Elsie stood for a little while looking heavily out at nothing; then she went slowly up the old, carpeted stairway to her own room, where she did a singular thing. She took a hand mirror from her dressing-table, looked searchingly into the glass for several long and solemn minutes, then dropped down upon her bed and wept. She might have been a beauty discovering the first gray hair.

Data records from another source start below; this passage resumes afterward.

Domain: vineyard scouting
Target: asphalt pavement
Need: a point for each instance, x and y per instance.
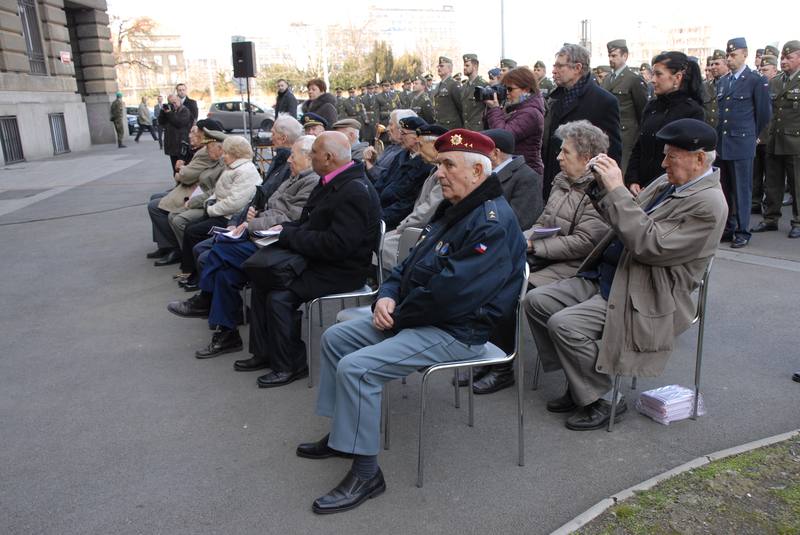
(108, 424)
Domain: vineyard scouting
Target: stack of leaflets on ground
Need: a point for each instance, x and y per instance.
(669, 403)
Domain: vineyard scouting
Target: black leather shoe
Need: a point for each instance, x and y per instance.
(250, 365)
(172, 257)
(158, 253)
(197, 306)
(496, 379)
(595, 415)
(563, 404)
(349, 494)
(764, 226)
(319, 450)
(274, 378)
(739, 242)
(221, 342)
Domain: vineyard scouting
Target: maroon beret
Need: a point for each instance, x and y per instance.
(461, 139)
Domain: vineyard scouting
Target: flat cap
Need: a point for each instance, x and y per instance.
(412, 123)
(768, 59)
(431, 130)
(312, 119)
(463, 140)
(503, 139)
(791, 46)
(615, 44)
(346, 123)
(736, 43)
(689, 134)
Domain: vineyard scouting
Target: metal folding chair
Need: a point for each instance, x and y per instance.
(366, 291)
(700, 316)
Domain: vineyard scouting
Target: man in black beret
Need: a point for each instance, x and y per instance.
(632, 295)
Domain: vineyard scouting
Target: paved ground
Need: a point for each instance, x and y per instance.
(108, 423)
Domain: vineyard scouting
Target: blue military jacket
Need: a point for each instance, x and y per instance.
(744, 110)
(465, 273)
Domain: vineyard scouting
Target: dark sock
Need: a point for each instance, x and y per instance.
(365, 466)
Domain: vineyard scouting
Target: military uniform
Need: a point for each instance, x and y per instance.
(744, 110)
(631, 92)
(447, 101)
(783, 144)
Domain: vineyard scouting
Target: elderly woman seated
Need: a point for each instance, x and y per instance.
(234, 190)
(565, 232)
(222, 278)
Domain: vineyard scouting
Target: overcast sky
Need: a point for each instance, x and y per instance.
(532, 29)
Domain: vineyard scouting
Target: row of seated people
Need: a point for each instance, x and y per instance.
(456, 290)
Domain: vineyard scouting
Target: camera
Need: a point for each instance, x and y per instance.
(484, 93)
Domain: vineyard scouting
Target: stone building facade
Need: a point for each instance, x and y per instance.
(57, 77)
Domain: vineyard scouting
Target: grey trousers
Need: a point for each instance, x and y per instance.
(566, 320)
(180, 220)
(357, 359)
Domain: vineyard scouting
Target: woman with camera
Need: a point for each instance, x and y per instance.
(679, 95)
(522, 115)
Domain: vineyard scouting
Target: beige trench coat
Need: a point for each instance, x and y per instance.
(663, 261)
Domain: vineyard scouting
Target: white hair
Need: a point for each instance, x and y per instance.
(472, 158)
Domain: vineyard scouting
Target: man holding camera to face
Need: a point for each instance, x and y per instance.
(633, 294)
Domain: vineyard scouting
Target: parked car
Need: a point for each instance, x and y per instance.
(229, 113)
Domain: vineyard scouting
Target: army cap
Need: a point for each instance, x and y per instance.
(735, 44)
(791, 46)
(689, 134)
(768, 59)
(615, 44)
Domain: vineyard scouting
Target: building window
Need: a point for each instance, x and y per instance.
(32, 35)
(10, 140)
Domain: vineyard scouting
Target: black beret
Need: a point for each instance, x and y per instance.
(431, 130)
(689, 134)
(412, 123)
(503, 139)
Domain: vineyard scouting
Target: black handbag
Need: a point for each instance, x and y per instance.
(274, 268)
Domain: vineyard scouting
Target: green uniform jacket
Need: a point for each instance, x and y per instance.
(471, 109)
(784, 127)
(631, 92)
(447, 104)
(710, 103)
(421, 105)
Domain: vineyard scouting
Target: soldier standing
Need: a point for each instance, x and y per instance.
(545, 84)
(471, 109)
(744, 110)
(631, 92)
(447, 96)
(420, 101)
(783, 142)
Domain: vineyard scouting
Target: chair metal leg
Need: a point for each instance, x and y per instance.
(470, 400)
(422, 395)
(614, 394)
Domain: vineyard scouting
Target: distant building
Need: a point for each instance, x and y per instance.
(57, 77)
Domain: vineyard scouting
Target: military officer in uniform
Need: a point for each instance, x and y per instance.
(420, 101)
(768, 67)
(783, 142)
(744, 110)
(545, 84)
(471, 109)
(447, 96)
(631, 92)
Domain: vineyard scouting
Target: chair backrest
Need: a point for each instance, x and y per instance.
(702, 291)
(408, 239)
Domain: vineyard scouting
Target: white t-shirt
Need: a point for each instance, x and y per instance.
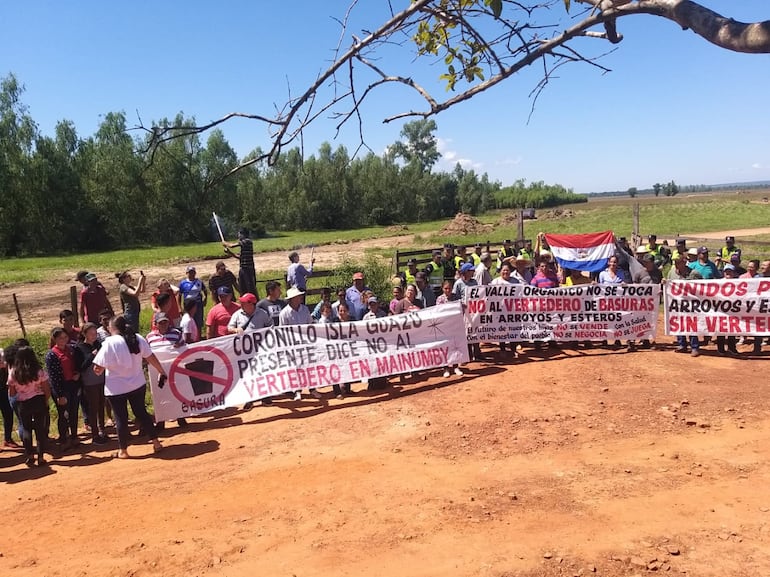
(188, 326)
(124, 370)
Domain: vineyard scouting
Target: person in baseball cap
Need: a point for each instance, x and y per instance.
(248, 298)
(703, 266)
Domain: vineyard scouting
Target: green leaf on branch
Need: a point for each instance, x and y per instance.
(497, 7)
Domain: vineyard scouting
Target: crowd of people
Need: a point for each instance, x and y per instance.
(97, 368)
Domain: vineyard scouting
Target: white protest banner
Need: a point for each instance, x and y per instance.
(229, 371)
(718, 307)
(590, 312)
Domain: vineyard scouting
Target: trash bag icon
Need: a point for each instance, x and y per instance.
(203, 367)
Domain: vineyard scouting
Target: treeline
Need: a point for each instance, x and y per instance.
(535, 195)
(65, 193)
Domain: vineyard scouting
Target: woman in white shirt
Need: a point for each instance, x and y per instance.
(121, 357)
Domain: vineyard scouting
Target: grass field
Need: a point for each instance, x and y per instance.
(661, 215)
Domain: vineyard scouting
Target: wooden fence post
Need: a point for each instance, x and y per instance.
(18, 316)
(74, 304)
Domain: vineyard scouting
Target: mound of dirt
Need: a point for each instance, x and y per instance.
(509, 219)
(465, 224)
(556, 214)
(396, 228)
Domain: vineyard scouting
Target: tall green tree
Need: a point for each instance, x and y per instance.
(17, 135)
(419, 146)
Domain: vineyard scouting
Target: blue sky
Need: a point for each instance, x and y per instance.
(673, 107)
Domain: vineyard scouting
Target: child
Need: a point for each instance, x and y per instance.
(443, 298)
(325, 312)
(29, 382)
(374, 309)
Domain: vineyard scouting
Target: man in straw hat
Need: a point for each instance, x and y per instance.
(296, 313)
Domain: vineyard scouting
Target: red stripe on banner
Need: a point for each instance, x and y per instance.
(586, 240)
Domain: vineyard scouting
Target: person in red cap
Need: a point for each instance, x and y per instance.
(249, 317)
(355, 297)
(220, 314)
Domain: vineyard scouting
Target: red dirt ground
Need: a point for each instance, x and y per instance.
(570, 462)
(564, 462)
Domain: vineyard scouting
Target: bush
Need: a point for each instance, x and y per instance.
(376, 272)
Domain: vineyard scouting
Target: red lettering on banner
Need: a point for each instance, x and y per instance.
(683, 324)
(477, 306)
(727, 289)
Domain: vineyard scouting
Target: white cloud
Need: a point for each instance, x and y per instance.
(449, 158)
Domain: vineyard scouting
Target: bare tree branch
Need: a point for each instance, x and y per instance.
(488, 49)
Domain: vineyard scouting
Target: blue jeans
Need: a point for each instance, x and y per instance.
(34, 414)
(67, 422)
(681, 341)
(120, 404)
(15, 408)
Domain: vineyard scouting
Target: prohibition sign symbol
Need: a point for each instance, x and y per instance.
(198, 372)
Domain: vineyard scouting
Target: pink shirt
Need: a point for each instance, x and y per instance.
(219, 317)
(28, 390)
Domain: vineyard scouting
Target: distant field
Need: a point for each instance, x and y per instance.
(663, 216)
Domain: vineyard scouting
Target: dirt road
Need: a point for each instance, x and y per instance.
(561, 463)
(40, 303)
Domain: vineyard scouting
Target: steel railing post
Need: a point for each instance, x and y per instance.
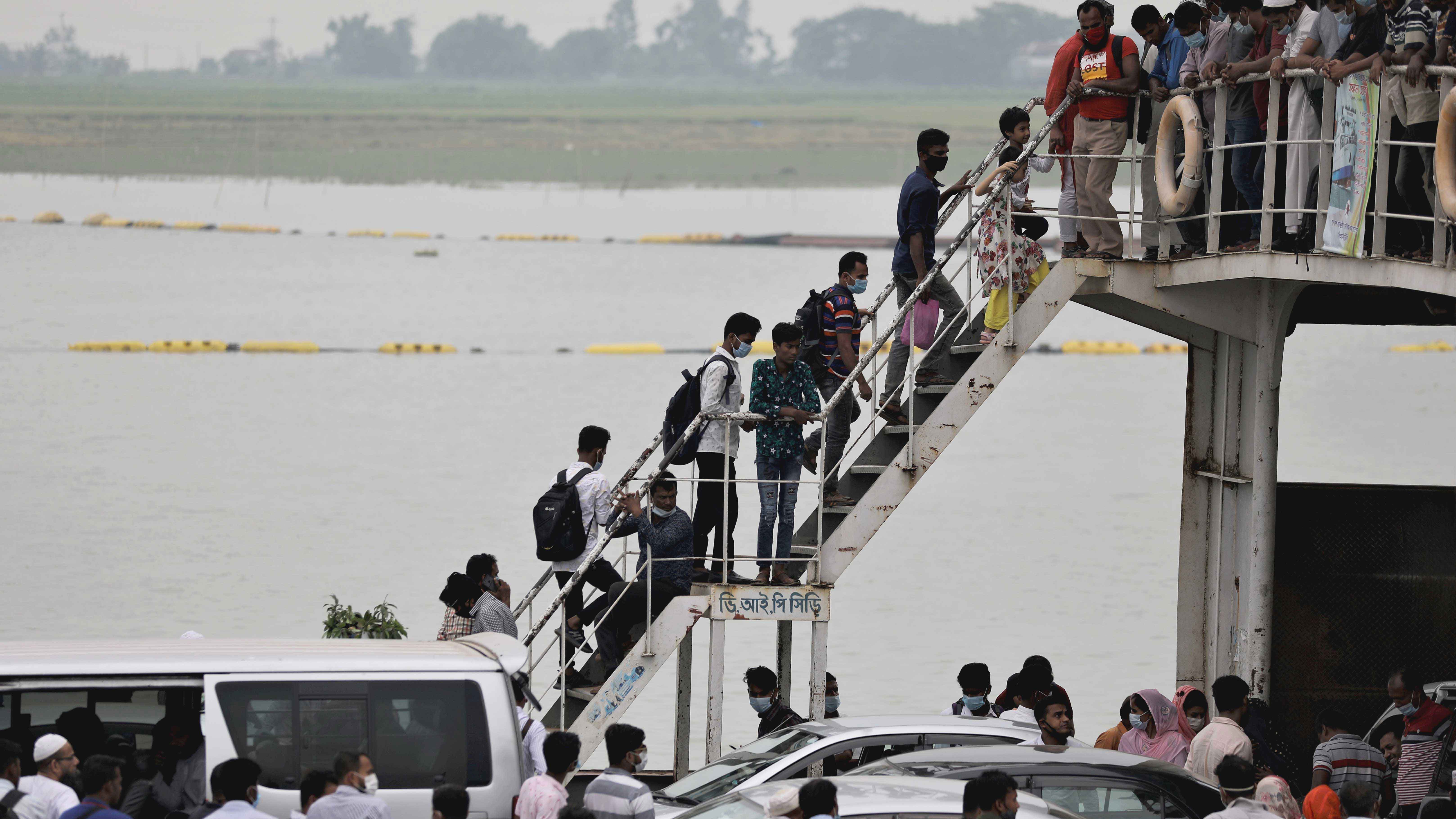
(1213, 177)
(1270, 170)
(1327, 160)
(1382, 157)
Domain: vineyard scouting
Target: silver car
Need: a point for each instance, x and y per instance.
(879, 798)
(841, 745)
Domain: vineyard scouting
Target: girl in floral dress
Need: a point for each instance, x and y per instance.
(1004, 257)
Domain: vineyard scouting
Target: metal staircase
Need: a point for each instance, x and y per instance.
(884, 463)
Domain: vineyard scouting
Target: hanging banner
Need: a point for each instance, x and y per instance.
(1358, 107)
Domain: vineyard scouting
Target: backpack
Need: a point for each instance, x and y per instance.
(560, 534)
(812, 321)
(685, 406)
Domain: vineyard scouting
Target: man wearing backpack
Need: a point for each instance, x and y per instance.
(839, 355)
(721, 393)
(595, 502)
(14, 802)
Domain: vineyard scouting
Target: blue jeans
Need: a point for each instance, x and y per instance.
(777, 501)
(1249, 167)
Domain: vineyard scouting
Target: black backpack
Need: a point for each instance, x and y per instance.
(812, 321)
(685, 406)
(560, 534)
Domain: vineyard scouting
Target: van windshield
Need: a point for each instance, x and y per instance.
(735, 769)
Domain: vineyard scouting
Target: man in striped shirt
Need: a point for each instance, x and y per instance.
(1423, 745)
(1342, 757)
(617, 793)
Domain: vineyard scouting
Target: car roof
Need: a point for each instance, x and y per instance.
(25, 664)
(930, 723)
(900, 795)
(1040, 756)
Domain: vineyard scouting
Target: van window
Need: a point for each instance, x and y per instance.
(419, 734)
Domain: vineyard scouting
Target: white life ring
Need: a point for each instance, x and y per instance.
(1177, 196)
(1446, 155)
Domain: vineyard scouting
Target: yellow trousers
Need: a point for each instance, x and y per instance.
(996, 311)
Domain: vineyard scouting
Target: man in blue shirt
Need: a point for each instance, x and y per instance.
(101, 783)
(916, 215)
(1158, 33)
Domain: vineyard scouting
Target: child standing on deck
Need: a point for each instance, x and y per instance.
(1007, 262)
(1017, 129)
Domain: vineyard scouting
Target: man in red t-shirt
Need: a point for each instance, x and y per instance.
(1106, 63)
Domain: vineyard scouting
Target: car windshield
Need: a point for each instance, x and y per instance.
(735, 769)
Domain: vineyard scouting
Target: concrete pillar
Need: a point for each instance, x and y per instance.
(1231, 483)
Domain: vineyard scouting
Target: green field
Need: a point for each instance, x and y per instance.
(485, 133)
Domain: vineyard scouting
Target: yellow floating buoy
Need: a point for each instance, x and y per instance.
(108, 346)
(625, 349)
(1432, 347)
(188, 346)
(279, 347)
(1161, 347)
(408, 347)
(1101, 347)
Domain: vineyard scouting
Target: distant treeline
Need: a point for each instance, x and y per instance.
(861, 46)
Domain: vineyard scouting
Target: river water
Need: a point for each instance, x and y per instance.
(145, 495)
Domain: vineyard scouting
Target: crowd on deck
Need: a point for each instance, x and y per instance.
(1205, 43)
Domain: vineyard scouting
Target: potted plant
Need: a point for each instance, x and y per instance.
(372, 624)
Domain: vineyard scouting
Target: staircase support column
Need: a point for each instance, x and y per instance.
(1231, 483)
(716, 691)
(683, 723)
(785, 661)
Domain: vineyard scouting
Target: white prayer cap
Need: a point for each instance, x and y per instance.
(784, 802)
(49, 745)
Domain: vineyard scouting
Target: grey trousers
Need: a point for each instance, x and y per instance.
(951, 305)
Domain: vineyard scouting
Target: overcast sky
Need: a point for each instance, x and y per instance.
(172, 33)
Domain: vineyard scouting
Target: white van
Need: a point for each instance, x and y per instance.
(426, 713)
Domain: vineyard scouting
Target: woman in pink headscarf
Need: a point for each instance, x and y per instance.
(1155, 729)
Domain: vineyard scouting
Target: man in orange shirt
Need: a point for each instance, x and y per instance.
(1061, 139)
(1107, 63)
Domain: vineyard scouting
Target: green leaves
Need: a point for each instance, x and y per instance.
(346, 623)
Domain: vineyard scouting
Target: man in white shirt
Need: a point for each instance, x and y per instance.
(354, 798)
(595, 496)
(534, 734)
(54, 763)
(721, 391)
(238, 780)
(25, 806)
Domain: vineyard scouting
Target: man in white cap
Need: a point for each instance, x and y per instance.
(785, 804)
(12, 798)
(56, 761)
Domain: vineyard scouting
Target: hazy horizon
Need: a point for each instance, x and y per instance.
(165, 34)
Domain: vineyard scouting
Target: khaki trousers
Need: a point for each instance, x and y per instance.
(1095, 181)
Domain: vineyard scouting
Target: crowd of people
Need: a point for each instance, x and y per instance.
(1200, 43)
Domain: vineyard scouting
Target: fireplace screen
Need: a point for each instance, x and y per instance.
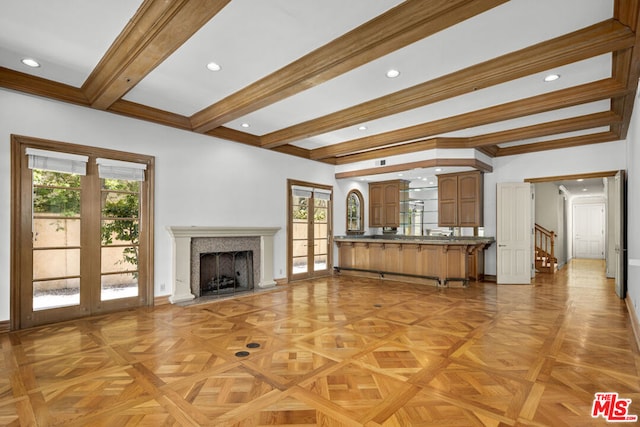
(224, 273)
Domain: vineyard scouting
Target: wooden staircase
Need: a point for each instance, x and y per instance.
(546, 262)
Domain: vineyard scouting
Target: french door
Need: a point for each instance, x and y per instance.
(81, 223)
(309, 230)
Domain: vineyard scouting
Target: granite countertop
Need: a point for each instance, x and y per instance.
(423, 240)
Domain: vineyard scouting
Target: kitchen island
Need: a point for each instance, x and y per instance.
(429, 259)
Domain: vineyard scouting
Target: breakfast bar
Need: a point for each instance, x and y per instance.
(430, 259)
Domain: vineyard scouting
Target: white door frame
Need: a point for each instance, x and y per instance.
(514, 229)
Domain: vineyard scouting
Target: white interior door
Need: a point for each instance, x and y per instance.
(513, 233)
(588, 236)
(619, 233)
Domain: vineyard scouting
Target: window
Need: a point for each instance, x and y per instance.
(355, 216)
(81, 231)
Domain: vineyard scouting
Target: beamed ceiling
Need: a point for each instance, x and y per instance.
(302, 77)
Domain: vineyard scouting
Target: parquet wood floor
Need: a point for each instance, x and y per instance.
(338, 351)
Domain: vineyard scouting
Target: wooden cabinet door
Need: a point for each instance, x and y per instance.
(470, 199)
(447, 201)
(376, 209)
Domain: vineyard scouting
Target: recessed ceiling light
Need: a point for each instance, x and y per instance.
(30, 62)
(212, 66)
(393, 73)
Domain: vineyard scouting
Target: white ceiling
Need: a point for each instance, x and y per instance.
(252, 39)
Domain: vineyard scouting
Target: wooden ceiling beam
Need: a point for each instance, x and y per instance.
(589, 92)
(558, 143)
(410, 147)
(588, 121)
(626, 64)
(607, 36)
(431, 163)
(407, 23)
(490, 140)
(157, 29)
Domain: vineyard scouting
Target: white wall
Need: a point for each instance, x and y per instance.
(200, 180)
(590, 158)
(633, 209)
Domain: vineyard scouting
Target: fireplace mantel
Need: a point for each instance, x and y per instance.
(181, 237)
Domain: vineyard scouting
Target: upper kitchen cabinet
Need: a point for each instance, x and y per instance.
(385, 202)
(460, 197)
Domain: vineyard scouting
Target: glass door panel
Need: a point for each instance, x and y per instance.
(120, 230)
(55, 240)
(300, 233)
(320, 235)
(309, 229)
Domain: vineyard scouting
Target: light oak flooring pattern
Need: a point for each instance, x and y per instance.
(339, 351)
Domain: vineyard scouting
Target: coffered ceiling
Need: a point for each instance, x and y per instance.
(308, 78)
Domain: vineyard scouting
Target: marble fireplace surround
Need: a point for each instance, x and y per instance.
(182, 236)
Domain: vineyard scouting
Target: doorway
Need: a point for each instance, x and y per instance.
(591, 231)
(588, 230)
(310, 225)
(81, 231)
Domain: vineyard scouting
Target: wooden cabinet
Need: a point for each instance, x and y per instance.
(385, 202)
(460, 197)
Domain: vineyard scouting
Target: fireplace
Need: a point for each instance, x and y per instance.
(223, 273)
(244, 254)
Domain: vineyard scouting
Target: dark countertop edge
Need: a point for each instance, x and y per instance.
(421, 240)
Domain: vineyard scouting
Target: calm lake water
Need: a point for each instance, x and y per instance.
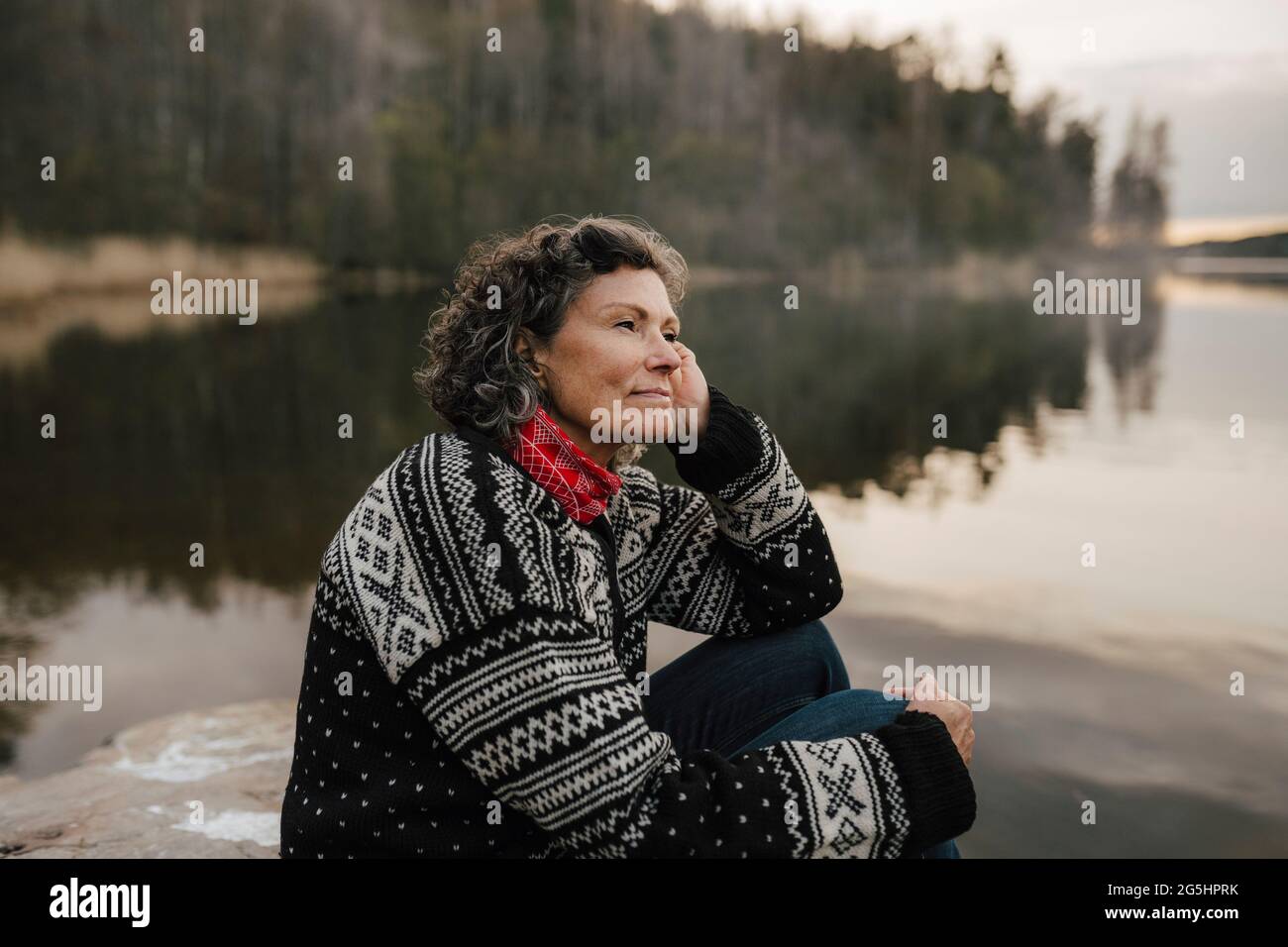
(1109, 684)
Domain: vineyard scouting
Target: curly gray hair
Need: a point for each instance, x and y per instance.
(473, 373)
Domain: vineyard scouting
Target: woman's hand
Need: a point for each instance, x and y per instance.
(957, 716)
(690, 389)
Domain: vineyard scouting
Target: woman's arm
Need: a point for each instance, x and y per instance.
(537, 709)
(742, 552)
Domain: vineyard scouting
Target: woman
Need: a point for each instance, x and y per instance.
(475, 674)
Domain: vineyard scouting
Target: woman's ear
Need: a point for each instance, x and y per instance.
(523, 350)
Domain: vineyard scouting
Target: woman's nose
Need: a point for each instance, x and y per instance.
(664, 354)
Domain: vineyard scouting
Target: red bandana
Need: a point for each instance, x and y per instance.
(580, 484)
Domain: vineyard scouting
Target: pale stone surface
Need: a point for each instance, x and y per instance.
(134, 795)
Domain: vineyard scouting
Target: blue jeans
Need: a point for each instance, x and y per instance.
(732, 694)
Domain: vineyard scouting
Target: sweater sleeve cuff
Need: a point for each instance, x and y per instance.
(935, 783)
(730, 447)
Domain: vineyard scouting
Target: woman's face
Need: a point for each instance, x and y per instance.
(616, 343)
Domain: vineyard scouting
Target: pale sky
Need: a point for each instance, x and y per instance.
(1216, 68)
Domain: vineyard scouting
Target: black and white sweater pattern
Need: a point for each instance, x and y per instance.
(475, 671)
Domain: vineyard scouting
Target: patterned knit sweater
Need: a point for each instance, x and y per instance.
(475, 671)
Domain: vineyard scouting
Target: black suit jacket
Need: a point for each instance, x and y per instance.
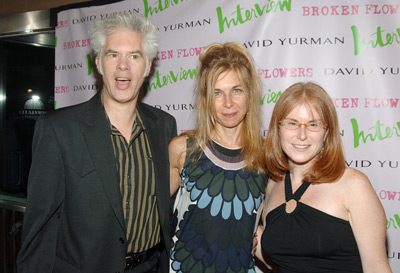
(74, 217)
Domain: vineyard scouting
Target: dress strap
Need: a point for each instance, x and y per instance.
(288, 189)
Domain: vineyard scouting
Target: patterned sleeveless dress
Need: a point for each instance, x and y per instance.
(215, 213)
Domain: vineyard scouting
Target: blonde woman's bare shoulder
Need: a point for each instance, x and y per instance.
(178, 142)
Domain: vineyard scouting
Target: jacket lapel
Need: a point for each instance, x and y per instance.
(98, 141)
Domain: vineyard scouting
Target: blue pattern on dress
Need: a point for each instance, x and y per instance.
(214, 218)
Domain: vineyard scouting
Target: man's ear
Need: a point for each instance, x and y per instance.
(97, 61)
(149, 68)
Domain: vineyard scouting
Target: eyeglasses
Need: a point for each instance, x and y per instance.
(311, 126)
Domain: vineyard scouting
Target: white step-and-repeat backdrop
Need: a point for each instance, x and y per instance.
(351, 48)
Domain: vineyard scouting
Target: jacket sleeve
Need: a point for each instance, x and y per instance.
(44, 202)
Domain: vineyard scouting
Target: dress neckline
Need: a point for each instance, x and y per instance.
(289, 191)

It was strange that she should look into a mirror and then weep because, if the glass was honest with her, its revelation should have been in every detail encouraging. The reflection showed lamenting gray eyes, but long-lashed and vividly lustrous; it showed a good white brow and a neat nose and a shapely mouth and chin. No one could have asked a mirror to be coloured a pleasanter tan brown than where it reflected Elsie’s rippling hair; and as for the rest of her, she was neither angular nor awkward, neither stout nor misshapen in any way, but the contrary. Yet this was not the first time she had done that strange thing;—she had come too often silently to her room, looked into her mirror, and then fallen to long weeping.
XXII
WALLFLOWER
THE FIRST time she had done it she was only twelve; but even then her reason for it was the same. At the end of a children’s party she realized that she had been miserable, and that she was never anything except miserable at parties. She always looked forward to them; always thought for days about what she would wear; always set forth in a tremor of excitement; and then, when she was there, and the party in full swing, she spent the time being wretched and trying to look happy, so that no one would guess what she felt. She had always the same experience: in the games the children played, if two leaders chose “sides,” she was the last to be chosen, except when she was ignored and left out altogether, which sometimes happened. When they danced she usually had no partners except upon the urgency of mothers or hostesses;—the boys rushed to all the other girls and came lagging to Elsie only in duty or in desperation. So at last, being twelve, she realized what had been happening to her—and came home to look secretly into her mirror and then to weep.
As she grew older, and her group with her, nothing changed; she was a wallflower. The other girls were all busy with important little appointments—“dates” they called them—Elsie had none. With the liveliest eagerness the others talked patteringly about things that were meaningless to her; and when she tried to talk that way, too, she failed shamefully. She tried to laugh with them, and as loudly as they did, when she had no idea what they were laughing about; and for a long time she failed to understand that usually they were laughing about nothing. On summer evenings the boys and girls clustered on other verandas, not hers; and, sitting alone, she would hear the distant frolicking and drifts of song. At dances for her sixteen and seventeen-year-old contemporaries, everything was as it had been when she was twelve. Even when her mother, guessing a little of the truth, tried to help her, and, in spite of failing health, worked hard at “entertaining” for Elsie, the entertaining failed of its object;—Elsie was not made “popular.”
“Why not?” she had passionately asked herself a thousand times. “Why do they despise me so?”
Yet she knew that they did not even despise her. At times they did despise one of their group, usually a girl; for it seems to be almost a necessity, in an intimate circle of young people, that from time to time there shall be a member whom the rest may privately denounce, and in gatherings vent their wit upon more or less openly.